280% uplift

The problem

Vintage Cash Cow's door drop was leading with the mechanics — pictures of the box, how the process works, discount codes in different colours saying different things. It made the reader do all the work to figure out whether this was worth their time. Most didn't bother.

What the framework fixed

Clear: Coloured text on coloured backgrounds, small type, white-out copy for an older audience. Multiple ways of describing the same offer — "special offer code," "extra £20 when you accept," "use code CLEAN" — in different colours and different places. The reader had to decode it. The test used the same language, same colour, same placement every time: "Your £20 cash boost."

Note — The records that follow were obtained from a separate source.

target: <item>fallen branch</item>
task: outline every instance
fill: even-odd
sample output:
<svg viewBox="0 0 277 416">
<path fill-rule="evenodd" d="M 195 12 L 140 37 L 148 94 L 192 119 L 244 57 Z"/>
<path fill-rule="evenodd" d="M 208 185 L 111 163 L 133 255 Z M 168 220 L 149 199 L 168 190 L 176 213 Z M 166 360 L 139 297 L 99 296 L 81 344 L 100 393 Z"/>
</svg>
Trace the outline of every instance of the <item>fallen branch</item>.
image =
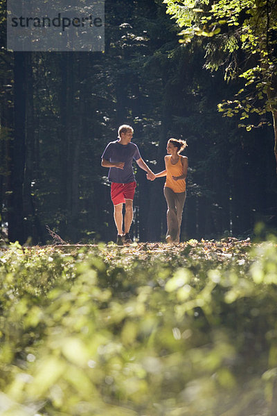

Organised: No copywriting structure in play. The control hopped between messages with no defined sequence. The test followed the reader's logic: problem (still not got round to sorting your bits and pieces out?), reveal (your items could be worth more than you think), proof (over £35 million paid out since 2015), action (order your free postage pack).

Persuasive: The magic moment was missing. Vintage Cash Cow's entire proposition is: your old stuff turns into money. The control buried that behind box photos and process steps. The test showed items on one side and the payout on the other — the visual "ta-da" that makes someone think "I've got stuff like that."

Valuable: The control drew attention to the least valuable part of the transaction — a cardboard box they don't even supply. The test started with the reader's problem: you've got stuff sitting around that you keep meaning to sort out. It positioned the free postage pack as the easiest next step, not the discount code.

The result

280% uplift. Same format. Same audience. Same channel. The only thing that changed was what the creative communicated and how.